しかし足を止め、店員に命じた。「秦くんを呼んでくれ」

「すぐに呼んできます」

店員は一瞬も怠ることはできなかった。

秦くんは酒席の付き合いや歌の付き添いの仕事は受けないのだが、蘇言深は例外だった。この2年間、秦くんは何度も蘇言深に呼ばれてフロアや個室で酒を飲んでいた。

フェイくんも、蘇言深の要求なら何でも承諾するように言っていた。

みんなは、結局はお金の問題だと考えていた。受けないということは、まだお金が足りていないということだ。

店員が慌ててバックステージに走っていき、俞晚晚は水を飲み終わって、ステージに戻ろうとしていたところを店員に止められた。「秦さん、蘇さんがお酒を飲みたいとおっしゃっています」

俞晚晚は顔を曇らせ、躊躇なく断った。「行きません」

「えっと...」

店員の意外な反応に、俞晚晚は困惑した。

何か問題でもあるのだろうか?

そして、周部長も意外そうな目で彼女を見ていることに気づいた。

「秦くん、どうして蘇さんを断るんですか?」

俞晚晚は不思議に思った。以前はいつも断っていたはずだ。酒席の付き合いや歌の付き添いの仕事は受けないと。

しかし、この二人の反応を見ると、この2年間で「秦くん」はそういった仕事を受けていたに違いない。

推測している間に、周部長が言った。「この2年間、蘇さんの酒席や歌の付き添いをたくさん受けてきたじゃないですか...」

俞晚晚:「...」

やはり...

もし今日断れば、蘇言深は疑うかもしれない。

少し考えてから、頷いた。「わかりました、行ってきます」

「先に行って。私は20分ほど代わりの人を探してきます」周部長は俞晚晚の肩を叩いた。
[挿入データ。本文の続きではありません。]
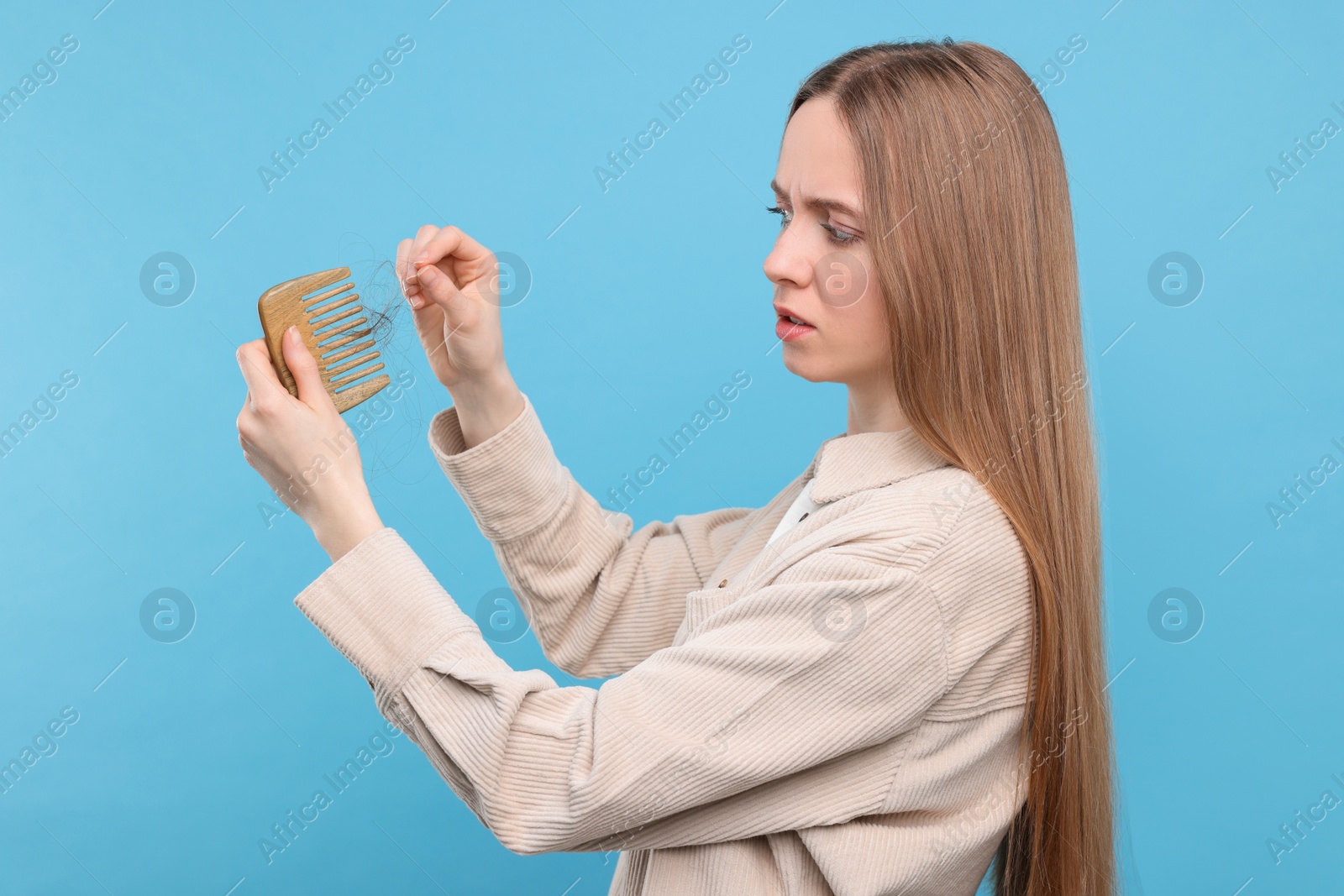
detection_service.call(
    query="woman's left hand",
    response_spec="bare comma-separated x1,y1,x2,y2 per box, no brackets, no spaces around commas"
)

俞晚晚は外のカウンター席に向かい、身を屈めて控えめに1番テーブルまで歩いていった。

男性はソファの背もたれに半身を預け、手に持ったタバコの灰が長く伸び、もう少しで手に落ちそうだった。

俞晚晚は口を少し開き、注意しようとする言葉が本能的に口まで出かかったが、すぐに我に返り、淡々と呼びかけた。「蘇さん」

蘇言深は女性の声を聞くと顔を上げ、俞晚晚の仮面の下の深い青い瞳と目が合った。彼の脳裏に俞晚晚の姿が浮かんだ。「晚晚」

つぶやくように呼んだ。

俞晚晚は彼の向かいに座り、「私はあなたの妻ではありません」

彼女の口調はとても他人行儀で丁寧だった。